L’intelligence artificielle (IA) est en plein boom. Ses usages, en particulier ceux de l’intelligence artificielle générative capable de créer du contenu sur simple demande, se multiplient. Mais elle consomme beaucoup d’énergie.
Les programmes d’intelligence artificielle doivent d’abord être entraînés avec un grand volume de données. Puis, à chaque requête, le programme mobilise ses connaissances et formule une réponse. Pour tout cela, il faut une grande puissance de calcul informatique.
Et cette capacité de l’ordinateur nécessite plus d’énergie. « Si nous transformions une recherche Google standard en une requête basée sur l’intelligence artificielle comme ChatGPT, illustre Alex de Vries, fondateur du site Digiconomist, il faudrait dix fois plus d’énergie pour l’activité de recherche de Google. Google aurait besoin d’autant d’énergie que l’Irlande. »

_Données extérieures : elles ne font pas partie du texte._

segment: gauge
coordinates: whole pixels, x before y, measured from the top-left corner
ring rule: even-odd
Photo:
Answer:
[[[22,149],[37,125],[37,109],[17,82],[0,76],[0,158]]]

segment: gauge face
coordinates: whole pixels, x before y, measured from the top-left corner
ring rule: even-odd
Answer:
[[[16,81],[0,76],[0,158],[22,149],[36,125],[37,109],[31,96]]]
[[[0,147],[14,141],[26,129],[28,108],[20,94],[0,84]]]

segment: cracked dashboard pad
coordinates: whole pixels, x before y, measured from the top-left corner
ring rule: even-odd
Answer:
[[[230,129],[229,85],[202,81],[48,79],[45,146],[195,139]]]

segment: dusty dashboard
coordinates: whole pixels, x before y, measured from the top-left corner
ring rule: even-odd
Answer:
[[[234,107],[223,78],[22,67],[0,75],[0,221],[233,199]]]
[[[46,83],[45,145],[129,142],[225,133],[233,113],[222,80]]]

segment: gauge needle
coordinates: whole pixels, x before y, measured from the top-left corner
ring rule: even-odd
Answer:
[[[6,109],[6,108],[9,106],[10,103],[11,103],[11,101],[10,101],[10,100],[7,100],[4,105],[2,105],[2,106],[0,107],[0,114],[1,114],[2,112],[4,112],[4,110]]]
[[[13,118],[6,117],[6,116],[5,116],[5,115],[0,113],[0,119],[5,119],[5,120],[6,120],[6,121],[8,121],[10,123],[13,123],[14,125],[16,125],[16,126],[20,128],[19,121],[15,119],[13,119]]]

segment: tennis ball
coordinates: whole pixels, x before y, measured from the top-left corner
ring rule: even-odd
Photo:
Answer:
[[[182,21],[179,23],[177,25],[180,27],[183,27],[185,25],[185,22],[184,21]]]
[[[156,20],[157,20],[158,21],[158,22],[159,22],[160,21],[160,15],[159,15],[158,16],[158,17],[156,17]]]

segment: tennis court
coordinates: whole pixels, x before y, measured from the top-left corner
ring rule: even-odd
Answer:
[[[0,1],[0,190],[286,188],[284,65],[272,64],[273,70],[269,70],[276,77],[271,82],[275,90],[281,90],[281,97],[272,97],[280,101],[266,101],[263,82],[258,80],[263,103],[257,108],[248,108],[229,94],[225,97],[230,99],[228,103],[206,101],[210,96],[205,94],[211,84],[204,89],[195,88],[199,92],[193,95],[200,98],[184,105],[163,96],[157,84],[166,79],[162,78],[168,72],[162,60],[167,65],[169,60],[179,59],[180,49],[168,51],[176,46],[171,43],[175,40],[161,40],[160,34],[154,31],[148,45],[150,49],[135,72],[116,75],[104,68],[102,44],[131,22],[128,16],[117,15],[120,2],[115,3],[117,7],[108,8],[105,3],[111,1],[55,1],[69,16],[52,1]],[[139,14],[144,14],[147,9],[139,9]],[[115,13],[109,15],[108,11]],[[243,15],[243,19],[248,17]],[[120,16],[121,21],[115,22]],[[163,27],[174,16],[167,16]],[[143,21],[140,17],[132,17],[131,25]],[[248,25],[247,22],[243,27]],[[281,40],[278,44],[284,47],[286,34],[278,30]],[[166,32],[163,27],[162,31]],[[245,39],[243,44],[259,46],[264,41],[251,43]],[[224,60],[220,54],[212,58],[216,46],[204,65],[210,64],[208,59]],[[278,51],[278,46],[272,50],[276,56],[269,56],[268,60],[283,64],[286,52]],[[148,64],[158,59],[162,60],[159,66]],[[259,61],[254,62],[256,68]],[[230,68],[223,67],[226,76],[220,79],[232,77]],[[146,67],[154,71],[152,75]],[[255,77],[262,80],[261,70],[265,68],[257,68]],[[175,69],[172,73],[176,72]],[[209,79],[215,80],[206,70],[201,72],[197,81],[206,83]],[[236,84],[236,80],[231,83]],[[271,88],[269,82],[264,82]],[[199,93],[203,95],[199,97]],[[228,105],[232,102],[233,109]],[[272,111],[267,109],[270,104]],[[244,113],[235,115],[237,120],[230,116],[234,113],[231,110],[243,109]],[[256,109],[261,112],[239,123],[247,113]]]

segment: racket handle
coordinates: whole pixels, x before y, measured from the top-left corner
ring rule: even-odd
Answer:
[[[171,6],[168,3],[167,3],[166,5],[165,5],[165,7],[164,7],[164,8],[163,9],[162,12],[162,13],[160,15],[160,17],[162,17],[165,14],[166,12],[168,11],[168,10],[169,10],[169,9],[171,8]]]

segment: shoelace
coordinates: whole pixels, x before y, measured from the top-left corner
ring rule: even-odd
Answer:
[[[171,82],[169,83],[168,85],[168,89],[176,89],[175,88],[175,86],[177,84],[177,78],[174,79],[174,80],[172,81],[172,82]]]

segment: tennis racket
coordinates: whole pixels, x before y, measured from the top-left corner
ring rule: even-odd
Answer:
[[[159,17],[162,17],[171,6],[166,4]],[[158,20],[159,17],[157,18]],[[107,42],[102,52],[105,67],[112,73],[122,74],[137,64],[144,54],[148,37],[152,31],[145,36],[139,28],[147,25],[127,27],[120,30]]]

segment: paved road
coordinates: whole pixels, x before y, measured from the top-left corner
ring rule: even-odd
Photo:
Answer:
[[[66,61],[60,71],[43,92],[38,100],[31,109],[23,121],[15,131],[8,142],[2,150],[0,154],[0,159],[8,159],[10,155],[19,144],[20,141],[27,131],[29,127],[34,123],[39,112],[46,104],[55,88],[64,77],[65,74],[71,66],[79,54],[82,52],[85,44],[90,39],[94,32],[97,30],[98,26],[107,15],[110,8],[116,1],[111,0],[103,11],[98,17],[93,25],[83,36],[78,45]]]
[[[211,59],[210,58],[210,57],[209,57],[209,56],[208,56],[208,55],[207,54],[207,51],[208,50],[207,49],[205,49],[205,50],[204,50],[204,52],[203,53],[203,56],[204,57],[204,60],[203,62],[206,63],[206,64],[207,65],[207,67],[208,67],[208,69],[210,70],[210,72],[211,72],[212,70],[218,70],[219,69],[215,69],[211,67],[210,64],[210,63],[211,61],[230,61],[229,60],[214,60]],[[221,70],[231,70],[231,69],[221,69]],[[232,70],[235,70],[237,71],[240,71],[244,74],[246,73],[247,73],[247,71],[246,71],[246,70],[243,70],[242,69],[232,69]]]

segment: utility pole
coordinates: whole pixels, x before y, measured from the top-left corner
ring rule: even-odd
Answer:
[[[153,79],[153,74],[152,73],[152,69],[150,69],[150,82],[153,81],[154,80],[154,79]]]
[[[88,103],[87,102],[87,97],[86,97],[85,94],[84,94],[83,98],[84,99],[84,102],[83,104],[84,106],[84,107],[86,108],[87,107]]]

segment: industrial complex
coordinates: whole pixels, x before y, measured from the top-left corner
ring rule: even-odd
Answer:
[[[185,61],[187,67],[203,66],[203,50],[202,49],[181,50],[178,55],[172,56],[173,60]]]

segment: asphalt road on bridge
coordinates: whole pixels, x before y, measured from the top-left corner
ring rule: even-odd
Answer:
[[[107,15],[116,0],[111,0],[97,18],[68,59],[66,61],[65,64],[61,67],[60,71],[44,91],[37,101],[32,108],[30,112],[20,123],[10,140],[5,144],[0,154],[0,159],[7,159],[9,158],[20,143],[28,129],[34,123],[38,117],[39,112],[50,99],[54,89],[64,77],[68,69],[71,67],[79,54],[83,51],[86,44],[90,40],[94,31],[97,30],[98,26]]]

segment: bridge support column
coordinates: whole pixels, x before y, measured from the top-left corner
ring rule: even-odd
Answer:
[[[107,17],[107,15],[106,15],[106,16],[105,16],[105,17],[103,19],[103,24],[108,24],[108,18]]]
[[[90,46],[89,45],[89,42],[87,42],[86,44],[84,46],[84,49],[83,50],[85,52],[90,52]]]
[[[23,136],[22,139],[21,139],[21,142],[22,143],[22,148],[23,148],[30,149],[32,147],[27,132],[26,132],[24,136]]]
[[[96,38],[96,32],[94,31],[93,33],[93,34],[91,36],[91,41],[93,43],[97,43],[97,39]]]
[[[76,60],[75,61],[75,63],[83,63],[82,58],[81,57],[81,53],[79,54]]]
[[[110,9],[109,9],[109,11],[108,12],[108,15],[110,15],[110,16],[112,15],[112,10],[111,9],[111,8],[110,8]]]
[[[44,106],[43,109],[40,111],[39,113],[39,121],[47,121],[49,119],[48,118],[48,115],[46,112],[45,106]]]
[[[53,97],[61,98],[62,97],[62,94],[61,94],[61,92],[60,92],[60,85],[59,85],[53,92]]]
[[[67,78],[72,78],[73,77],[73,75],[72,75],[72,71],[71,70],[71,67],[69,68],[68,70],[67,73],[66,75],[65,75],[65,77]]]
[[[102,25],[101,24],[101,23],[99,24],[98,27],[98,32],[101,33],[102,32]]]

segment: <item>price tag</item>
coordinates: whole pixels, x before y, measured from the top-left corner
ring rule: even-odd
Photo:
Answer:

Plus que la consommation du Sénégal
Encore faut-il que cela soit possible. Derrière la « magie » de la création de contenu, il y a des cartes graphiques, des puces très performantes. Or, « le développement de l’IA est contraint par la puissance des puces actuelles et par la capacité de production de ces puces », encore limitée, explique Mohamed Makhlouf, professeur à l’ESSCA et spécialiste de l’intelligence artificielle. Et de prédire : « Cela restera le cas pour la prochaine décennie. »
Malgré tout, leur nombre est amené à se multiplier. Nvidia, qui propose les puces les plus puissantes et domine plus de 80% du marché des processeurs graphiques GPU (selon le cabinet Jon Peddie Research), en a vendu 100 000 en 2023. L’Agence internationale de l’énergie (AIE) estime leur consommation d’électricité annuelle à 7,3TWh, soit davantage que la production d’électricité au Sénégal en 2021. Et l’AIE prévoit qu’en 2026, la demande du secteur sera multipliée par dix par rapport à 2023. Au total, la consommation cumulée de l’IA, des data centers classiques et des serveurs dédiés aux cryptomonnaies pourrait plus que doubler entre 2022 et 2026.
Certes, le secteur devrait gagner en efficacité énergétique. « Avec l’avancée de la technologie, à quantité de calcul égale, l’IA va devenir moins énergivore, souligne Mohamed Makhlouf. Néanmoins, l’utilisation de l’IA va se généraliser avec l’augmentation des capacités de calcul et des capacités de production des puces. Par conséquent, la consommation d’énergie sera beaucoup plus importante. »
Même Sam Altman a reconnu que les besoins n’étaient pas entièrement évalués. Le patron d’OpenAI – maison-mère de ChatGPT – assure qu’il faudra une « avancée » dans l’énergie pour développer l’IA dans le futur. Il évoque plusieurs pistes : le photovoltaïque avec des batteries, ou encore la fusion nucléaire. Une technologie qui n’en est qu’au stade de la recherche.
En attendant, aux États-Unis, selon Bloomberg, une compagnie d’électricité qui alimente la « Data Center Alley » en Virginie propose d’investir dans le gaz et n’exclut pas de retarder l’arrêt de centrale à gaz naturel et même d’une centrale à charbon, deux énergies fossiles émettrices de gaz à effet de serre.
Elle envisage aussi d’investir dans des énergies renouvelables. Mais, Alex de Vries considère que cela ne fait que contourner le problème : « L’approvisionnement en énergie est limité et la part de renouvelable l’est encore plus, détaille-t-il. On voit que beaucoup de centres de données essaient de s’alimenter en énergies renouvelables, en particulier ceux de la Big Tech. Mais si on commence à fournir les centres de données en énergie verte, ce qui est tout à fait possible, l’approvisionnement en renouvelables étant limité dans son ensemble, cela veut simplement dire que l’on va utiliser des énergies fossiles pour autre chose. »
Gérer la transition énergétique
L’IA est donc énergivore mais elle pourrait aussi être utile à la transition énergétique. Les réseaux électriques sont de plus en plus complexes et vont intégrer de plus en plus d’énergies renouvelables, moins prévisibles. Anticiper la production et la demande, essayer de les faire coïncider au mieux est un enjeu. Les logiciels capables d’apprendre seuls pourraient aider à gérer plus efficacement ces défis. Au total, l’AIE a déjà recensé une cinquantaine d’usages de l’IA dans les systèmes énergétiques. Restera à s’assurer que le surcroît d’énergie nécessaire ne viendra pas effacer les avantages procurés par le programme.